Using Warm-up Iterations for Optimal Performance - Using Warm-up Iterations for Optimal Performance - 57300

ZenDNN User Guide (57300)

Document ID
57300
Release Date
2026-04-13
Revision
5.2.1 English

For optimal performance when using torch.compile with zentorch as a backend, it is recommended to set a warm-up count of five. This entails running the inference section of the model five times before measuring or relying on inference latency. The initial runs trigger graph compilation, operator fusion, and internal ZenDNN cache population (example: weight reordering). Subsequent runs after warm-up reflect the true optimized performance.

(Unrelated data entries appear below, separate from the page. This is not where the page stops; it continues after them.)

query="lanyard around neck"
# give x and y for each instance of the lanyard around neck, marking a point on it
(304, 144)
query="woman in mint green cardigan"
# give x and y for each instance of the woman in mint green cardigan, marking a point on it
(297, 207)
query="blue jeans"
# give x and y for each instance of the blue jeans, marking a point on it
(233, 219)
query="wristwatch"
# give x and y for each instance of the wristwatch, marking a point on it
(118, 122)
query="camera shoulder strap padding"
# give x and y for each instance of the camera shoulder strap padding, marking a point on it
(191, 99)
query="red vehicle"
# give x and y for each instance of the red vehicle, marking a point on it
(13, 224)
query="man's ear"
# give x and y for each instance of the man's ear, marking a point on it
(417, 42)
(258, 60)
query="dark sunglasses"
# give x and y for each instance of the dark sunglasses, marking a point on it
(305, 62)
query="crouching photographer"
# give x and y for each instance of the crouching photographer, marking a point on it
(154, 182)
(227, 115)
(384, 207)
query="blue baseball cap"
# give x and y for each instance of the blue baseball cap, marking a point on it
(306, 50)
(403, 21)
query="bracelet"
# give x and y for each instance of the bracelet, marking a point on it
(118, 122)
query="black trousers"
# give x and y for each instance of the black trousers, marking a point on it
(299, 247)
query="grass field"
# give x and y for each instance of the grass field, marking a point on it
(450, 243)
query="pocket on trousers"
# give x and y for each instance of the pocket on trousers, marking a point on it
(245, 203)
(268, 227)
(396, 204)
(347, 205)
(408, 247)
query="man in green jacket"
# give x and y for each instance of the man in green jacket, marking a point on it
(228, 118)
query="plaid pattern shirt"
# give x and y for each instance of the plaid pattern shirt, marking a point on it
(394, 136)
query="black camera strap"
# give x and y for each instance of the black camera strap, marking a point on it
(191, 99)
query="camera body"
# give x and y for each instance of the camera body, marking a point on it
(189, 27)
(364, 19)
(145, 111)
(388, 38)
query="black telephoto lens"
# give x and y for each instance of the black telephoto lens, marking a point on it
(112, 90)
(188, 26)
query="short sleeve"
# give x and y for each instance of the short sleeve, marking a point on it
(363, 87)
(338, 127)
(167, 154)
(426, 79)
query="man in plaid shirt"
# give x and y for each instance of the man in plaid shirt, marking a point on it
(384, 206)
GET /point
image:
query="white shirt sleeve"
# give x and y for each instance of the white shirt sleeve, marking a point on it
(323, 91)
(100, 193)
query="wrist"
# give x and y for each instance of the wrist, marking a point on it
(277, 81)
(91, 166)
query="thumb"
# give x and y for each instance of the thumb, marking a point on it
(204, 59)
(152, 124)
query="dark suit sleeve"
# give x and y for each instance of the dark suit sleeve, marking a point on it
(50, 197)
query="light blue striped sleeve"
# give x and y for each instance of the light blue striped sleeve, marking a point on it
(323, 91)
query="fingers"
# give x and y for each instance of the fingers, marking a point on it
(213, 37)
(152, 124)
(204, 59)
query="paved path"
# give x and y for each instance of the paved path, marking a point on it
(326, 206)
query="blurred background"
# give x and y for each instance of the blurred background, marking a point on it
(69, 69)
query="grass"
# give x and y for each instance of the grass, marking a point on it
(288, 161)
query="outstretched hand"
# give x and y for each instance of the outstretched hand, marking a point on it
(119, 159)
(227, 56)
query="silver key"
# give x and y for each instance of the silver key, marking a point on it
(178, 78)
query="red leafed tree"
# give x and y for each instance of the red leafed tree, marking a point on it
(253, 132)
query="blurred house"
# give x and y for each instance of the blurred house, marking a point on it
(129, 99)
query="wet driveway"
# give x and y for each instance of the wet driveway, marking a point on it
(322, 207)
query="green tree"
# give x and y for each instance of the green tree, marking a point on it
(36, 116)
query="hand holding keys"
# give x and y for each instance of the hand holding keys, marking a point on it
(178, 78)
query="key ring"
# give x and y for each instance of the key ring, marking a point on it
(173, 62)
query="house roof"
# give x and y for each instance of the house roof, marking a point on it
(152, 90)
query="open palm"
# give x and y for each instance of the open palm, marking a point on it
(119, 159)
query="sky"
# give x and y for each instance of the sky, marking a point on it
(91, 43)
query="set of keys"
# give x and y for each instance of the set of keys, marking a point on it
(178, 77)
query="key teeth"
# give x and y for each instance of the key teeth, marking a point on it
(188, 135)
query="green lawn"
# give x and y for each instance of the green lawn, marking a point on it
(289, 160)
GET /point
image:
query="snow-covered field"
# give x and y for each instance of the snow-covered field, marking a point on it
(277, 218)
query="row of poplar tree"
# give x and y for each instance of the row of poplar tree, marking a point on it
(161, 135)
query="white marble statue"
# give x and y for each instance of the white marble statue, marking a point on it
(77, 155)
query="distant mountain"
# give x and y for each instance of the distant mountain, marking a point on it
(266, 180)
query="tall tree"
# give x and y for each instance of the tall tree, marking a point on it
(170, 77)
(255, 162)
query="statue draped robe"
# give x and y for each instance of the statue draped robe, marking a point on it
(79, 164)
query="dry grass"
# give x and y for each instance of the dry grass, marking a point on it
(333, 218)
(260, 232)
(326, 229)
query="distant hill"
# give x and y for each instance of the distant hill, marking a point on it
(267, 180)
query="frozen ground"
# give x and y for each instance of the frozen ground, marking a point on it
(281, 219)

Here is a complete example using a ResNet-50 model.

import torch
import zentorch
from torchvision.models import resnet50

# Step 1: Load a pretrained model and set it to eval mode
model = resnet50(pretrained=True).eval()

# Step 2: Compile the model with zentorch backend
compiled_model = torch.compile(model, backend="zentorch")

# Step 3: Create a sample input
sample_input = torch.randn(1, 3, 224, 224)

# Step 4: Warm-up phase — run inference 5 times to trigger compilation and
#          populate internal caches for optimal steady-state performance
WARMUP_COUNT = 5
with torch.no_grad():
    for i in range(WARMUP_COUNT):
        output = compiled_model(sample_input)
        print(f"Warm-up iteration {i + 1}/{WARMUP_COUNT} complete")

# Step 5: Timed inference — measure performance after warm-up
import time
with torch.no_grad():
    start = time.time()
    output = compiled_model(sample_input)
    end = time.time()
    print(f"Inference latency after warm-up: {(end - start) * 1000:.2f} ms")

Sample Output

Inference latency after warm-up: 4.11 ms
Note:
  • The first call to the compiled model triggers torch.compile graph capture, tracing, and zentorch backend optimizations (operator fusion, ZenDNN op replacement). This makes the first iteration significantly slower.
  • Subsequent warm-up iterations allow ZenDNN internal caches (such as weight repacking and matmul strategies) to reach a steady state.
  • After five warm-up iterations, the model runs at peak throughput and the measured latency accurately reflects production performance.
  • This warm-up pattern applies to all model types (CNN, NLP, LLM) when using the zentorch backend.